Flirting with Disaster & Fanning the Flames
Page 17
“Why?”
“A night of illicit love.”
Jill set the glass down hard. “I knew it! You two were throwing off sparks from day one.”
“There’s a little chemistry.”
“So what is there to talk about? Was it weird?”
“No, it wasn’t weird!”
Jill arched an eyebrow as she refilled her glass and poured one for Isabelle, too. “I don’t know what you people are into.”
Isabelle was laughing again, half at Jill and half in delight because she was talking about Tom. That was a sad state to be in. “The problem is that there’s actually a lot of chemistry. And it wasn’t weird at all. And I just wanted...some confirmation, maybe? Some reassurance. You like him, right?” Before Jill could answer, Isabelle held up her hands. “Oh, God,” she groaned. “I don’t even know why I’m asking. It’s only temporary.” What was she thinking? That Tom could be her boyfriend? That it would be safe because she’d see him only once a month so he’d never find out more about her?
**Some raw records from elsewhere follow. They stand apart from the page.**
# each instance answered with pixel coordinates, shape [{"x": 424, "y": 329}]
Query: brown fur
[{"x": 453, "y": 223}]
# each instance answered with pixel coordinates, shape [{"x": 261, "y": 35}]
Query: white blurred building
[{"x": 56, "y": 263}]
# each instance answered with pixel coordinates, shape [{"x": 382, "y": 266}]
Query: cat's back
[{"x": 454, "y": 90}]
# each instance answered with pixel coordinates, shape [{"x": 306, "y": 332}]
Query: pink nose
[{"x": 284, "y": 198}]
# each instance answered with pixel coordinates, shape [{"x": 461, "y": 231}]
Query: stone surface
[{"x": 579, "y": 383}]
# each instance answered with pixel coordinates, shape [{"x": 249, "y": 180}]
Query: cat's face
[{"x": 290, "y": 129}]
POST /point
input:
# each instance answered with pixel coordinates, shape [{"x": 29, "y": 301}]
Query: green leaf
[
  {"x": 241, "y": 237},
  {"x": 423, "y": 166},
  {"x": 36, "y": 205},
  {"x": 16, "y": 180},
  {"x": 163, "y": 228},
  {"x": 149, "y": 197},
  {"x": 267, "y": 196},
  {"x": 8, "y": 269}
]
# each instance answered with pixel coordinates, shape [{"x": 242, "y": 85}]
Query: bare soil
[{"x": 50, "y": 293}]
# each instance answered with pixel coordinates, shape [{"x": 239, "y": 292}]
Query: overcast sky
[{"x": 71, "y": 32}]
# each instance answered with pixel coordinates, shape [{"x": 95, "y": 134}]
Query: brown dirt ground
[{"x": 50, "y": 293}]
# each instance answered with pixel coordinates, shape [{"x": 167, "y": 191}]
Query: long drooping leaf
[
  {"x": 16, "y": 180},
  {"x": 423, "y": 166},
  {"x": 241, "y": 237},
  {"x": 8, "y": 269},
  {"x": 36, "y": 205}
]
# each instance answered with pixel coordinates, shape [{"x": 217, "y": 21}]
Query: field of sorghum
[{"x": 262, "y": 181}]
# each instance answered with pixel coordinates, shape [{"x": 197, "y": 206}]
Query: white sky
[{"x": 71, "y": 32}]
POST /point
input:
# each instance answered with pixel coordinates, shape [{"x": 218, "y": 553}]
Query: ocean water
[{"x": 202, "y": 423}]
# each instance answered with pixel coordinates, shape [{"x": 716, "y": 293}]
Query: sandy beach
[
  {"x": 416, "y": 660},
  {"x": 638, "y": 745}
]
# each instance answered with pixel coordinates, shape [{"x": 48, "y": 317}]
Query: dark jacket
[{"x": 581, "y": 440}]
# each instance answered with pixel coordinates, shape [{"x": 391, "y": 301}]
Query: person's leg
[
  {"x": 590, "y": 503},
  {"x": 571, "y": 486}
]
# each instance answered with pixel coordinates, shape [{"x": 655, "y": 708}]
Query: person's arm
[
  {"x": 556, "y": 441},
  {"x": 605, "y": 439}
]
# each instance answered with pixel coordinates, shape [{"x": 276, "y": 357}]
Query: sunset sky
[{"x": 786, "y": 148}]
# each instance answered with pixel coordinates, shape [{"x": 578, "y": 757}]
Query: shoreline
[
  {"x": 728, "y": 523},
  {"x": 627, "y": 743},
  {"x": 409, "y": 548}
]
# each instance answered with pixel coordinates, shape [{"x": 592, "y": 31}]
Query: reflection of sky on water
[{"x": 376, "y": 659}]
Jill ignored her outburst. “I like Tom a lot. He’s a good guy. I can tell.”
“Maybe he just makes a good first impression.”
“Maybe. But I’ve met a lot of people in my life, and I’ve got good instincts. I grew up black and poor. Cops are not my favorite people in the world, but I liked him right away. Unlike, say, that asshole FBI guy who came knocking today.”
Isabelle’s body went numb. She almost dropped her glass of water. “The FBI?”
“Didn’t he come by your house? I saw him head over there.”
“No. He... I went snowshoeing today. He must have missed me.” She pictured him trying to look through her window, and her pulse picked up. “Why would the FBI be here?”
“Same reason everyone’s here, I guess. He was asking a lot of questions about who lives around here, and he was interested in the summer cabins. Frankly, I got the idea he was checking on Tom’s work. I guess those two agencies don’t like each other.”
Isabelle nodded, hoping her face wasn’t as pale as it felt. “So he wasn’t asking anything odd?”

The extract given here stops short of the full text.